Introduction du concours diplomatique

De manière étonnante, bien que la Suisse se perçoive comme républicaine, sa politique étrangère est longtemps restée entre les mêmes mains : «Jusqu’à une période relativement récente, la diplomatie suisse était encore essentiellement l'apanage des familles riches et distinguées», constate Walter Stucki en 1946 (dodis.ch/48337, original en allemand). Stucki est lui-même une exception. Le juriste et diplomate économique est issu d’un milieu modeste et a suivi un parcours atypique mais brillant qui l’a mené jusqu’au sommet de la politique étrangère suisse. En 1955, il participe – alors qu’il est à la retraite – à l’élaboration d’un règlement visant à faire «sauter le verrou […] de l’arbitraire, du népotisme» régnant au Département politique fédéral (DPF, aujourd’hui DFAE). La Suisse est alors, selon Stucki, «l’un des derniers pays civilisés» à introduire un examen d’admission pour le service diplomatique, le concours diplomatique (dodis.ch/48340, original en allemand, cf. aussi le mot-clé relatif dodis.ch/T1405).

De nouveaux recrutements après un gel des embauches

Pour le Conseiller fédéral Max Petitpierre, élu à la tête du DPF en 1945, la réorganisation du Département est une priorité (dodis.ch/4820 et dodis.ch/9304). Durant la Seconde Guerre mondiale, l’appareil étatique a tellement crû qu’en 1946, les autorités doivent décréter un gel des embauches dans l’Administration fédérale. Au DPF, il en sera ainsi jusqu’en 1955. À cette époque, les représentations diplomatiques à l’étranger ont été fortement renforcées. Le personnel devenant toujours plus âgé, un nouveau recrutement devient indispensable. Dans le règlement de 1955, qui règle l’accès au service diplomatique et consulaire, le DPF ambitionne de professionnaliser son personnel: «L’objectif de l’examen est de sélectionner les candidats dont la nature, le caractère, les connaissances et les compétences sont les plus adaptés aux spécificités du service extérieur» (dodis.ch/48344, original en allemand).

7 des 38 candidats restent dans la course

En 1956, il y a 60 ans, la première volée commence sa formation au sein du DPF. Parmi les 38 candidats sélectionnés pour l’examen, 9 se voient proposer un stage diplomatique.
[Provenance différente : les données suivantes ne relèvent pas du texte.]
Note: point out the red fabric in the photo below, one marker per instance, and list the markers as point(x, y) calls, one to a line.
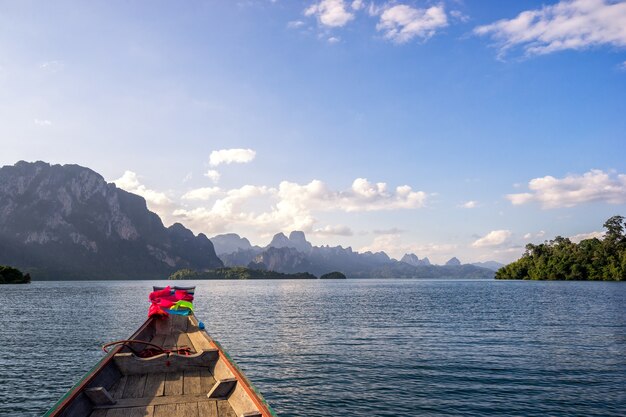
point(164, 299)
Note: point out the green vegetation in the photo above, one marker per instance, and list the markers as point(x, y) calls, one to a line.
point(10, 275)
point(561, 259)
point(238, 273)
point(333, 275)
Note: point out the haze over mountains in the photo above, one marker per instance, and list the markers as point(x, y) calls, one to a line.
point(67, 222)
point(294, 253)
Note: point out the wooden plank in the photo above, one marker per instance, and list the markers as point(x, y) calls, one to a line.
point(144, 402)
point(224, 409)
point(199, 341)
point(158, 339)
point(206, 380)
point(174, 383)
point(155, 385)
point(99, 395)
point(128, 412)
point(222, 388)
point(179, 323)
point(207, 409)
point(165, 410)
point(192, 382)
point(129, 364)
point(183, 341)
point(135, 385)
point(117, 391)
point(170, 341)
point(163, 325)
point(187, 410)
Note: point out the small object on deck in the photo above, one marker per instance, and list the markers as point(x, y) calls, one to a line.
point(222, 388)
point(169, 367)
point(99, 396)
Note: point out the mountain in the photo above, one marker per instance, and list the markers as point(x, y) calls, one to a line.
point(67, 222)
point(295, 254)
point(229, 243)
point(453, 262)
point(412, 259)
point(493, 265)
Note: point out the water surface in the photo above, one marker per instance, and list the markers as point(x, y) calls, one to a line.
point(354, 347)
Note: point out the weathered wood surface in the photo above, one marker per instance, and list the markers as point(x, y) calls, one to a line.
point(130, 364)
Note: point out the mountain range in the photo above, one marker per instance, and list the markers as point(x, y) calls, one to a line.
point(294, 253)
point(67, 222)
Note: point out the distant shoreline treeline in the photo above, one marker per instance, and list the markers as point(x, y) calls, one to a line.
point(10, 275)
point(237, 273)
point(561, 259)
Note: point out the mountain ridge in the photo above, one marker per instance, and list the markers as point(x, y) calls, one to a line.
point(67, 222)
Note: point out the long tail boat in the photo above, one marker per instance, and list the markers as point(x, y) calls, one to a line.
point(169, 367)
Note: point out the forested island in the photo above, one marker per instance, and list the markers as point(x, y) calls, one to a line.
point(561, 259)
point(237, 273)
point(333, 275)
point(10, 275)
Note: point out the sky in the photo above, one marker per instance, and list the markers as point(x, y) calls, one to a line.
point(441, 128)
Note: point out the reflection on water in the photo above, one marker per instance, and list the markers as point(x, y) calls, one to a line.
point(355, 347)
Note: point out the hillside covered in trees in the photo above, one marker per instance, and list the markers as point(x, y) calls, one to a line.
point(561, 259)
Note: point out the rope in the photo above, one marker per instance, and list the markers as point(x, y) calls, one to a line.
point(153, 350)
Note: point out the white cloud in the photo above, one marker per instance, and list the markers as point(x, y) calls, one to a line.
point(458, 15)
point(493, 238)
point(331, 13)
point(470, 204)
point(156, 201)
point(583, 236)
point(295, 24)
point(201, 194)
point(338, 230)
point(357, 5)
point(291, 206)
point(213, 175)
point(394, 247)
point(539, 234)
point(576, 24)
point(229, 156)
point(572, 190)
point(402, 23)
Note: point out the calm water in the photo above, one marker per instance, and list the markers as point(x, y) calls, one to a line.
point(356, 347)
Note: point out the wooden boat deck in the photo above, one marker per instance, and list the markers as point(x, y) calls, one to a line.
point(168, 394)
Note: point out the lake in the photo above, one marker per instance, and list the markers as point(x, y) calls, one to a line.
point(351, 347)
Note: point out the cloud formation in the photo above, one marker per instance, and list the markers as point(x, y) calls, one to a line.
point(213, 175)
point(582, 236)
point(576, 24)
point(402, 23)
point(331, 13)
point(157, 201)
point(291, 206)
point(229, 156)
point(201, 194)
point(470, 204)
point(572, 190)
point(493, 238)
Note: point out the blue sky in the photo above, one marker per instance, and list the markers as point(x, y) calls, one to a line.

Finalement, après deux années de formation exigeantes, seuls 7 stagiaires de cette première volée seront définitivement intégrés dans les Corps diplomatique et consulaire (dodis.ch/48346). L’examen d’admission est une première étape importante vers la démocratisation de l’accès au corps diplomatique, comme le soulignent le Parlement et les médias. Toutefois, lors des premières séances de la commission d’examen, le «milieu» des candidats joue un grand rôle dans l’appréciation de ces derniers. Pour rendre également le service accessible aux couches sociales les moins favorisées, une augmentation des salaires et une indemnité d’expatriation pour tous les collaborateurs seront nécessaires (dodis.ch/48320).

Et les femmes ?

Avec l’introduction du nouveau règlement, la carrière diplomatique s’ouvre en principe également aux femmes. Les nombreuses demandes de renseignements provenant d’associations féminines et d’écoles de filles prouvent le vif intérêt que suscitent les annonces du DPF. «Notre intention est de ne faire aucune discrimination en ce qui concerne l’admission à l’examen […] entre les candidats de sexe masculin ou féminin», assure le Département (dodis.ch/48341). Toutefois, la réalité restera encore longtemps très différente: jusqu’en 1975, on ne compte que 13 femmes parmi les 198 candidats ayant réussi le concours. Suite à leur mariage, la plupart d’entre elles quittent leur poste (cf. aussi le mot-clé «Question du genre», dodis.ch/T904). Les deux pionnières de la diplomatie suisse Francesca Pometta (dodis.ch/P16364) et Marianne von Grünigen (dodis.ch/P15361) font office d’exception.

«Un morceau de l’avenir suisse»

En 1958, dans une déclaration sur Radio Basel, le Ministre des Affaires étrangères Petitpierre attire l’attention de la «jeunesse de notre pays» sur le métier de diplomate, dont «la beauté, la vitalité et la diversité ne laisse rien à désirer» et qui est «aujourd’hui ouvert à toute Suissesse compétente et tout Suisse compétent». L’introduction du concours a été une étape importante de la professionnalisation du service diplomatique. «Grâce à une sélection rigoureuse et une formation approfondie, notre service extérieur est toujours en mesure de remplir ses devoirs pour le bien de notre pays, comme l’attendent nos concitoyens en Suisse et à l’étranger», déclare Petitpierre à la radio: «avec notre relève, nous construisons un morceau de l’avenir suisse» (dodis.ch/48356, original en allemand).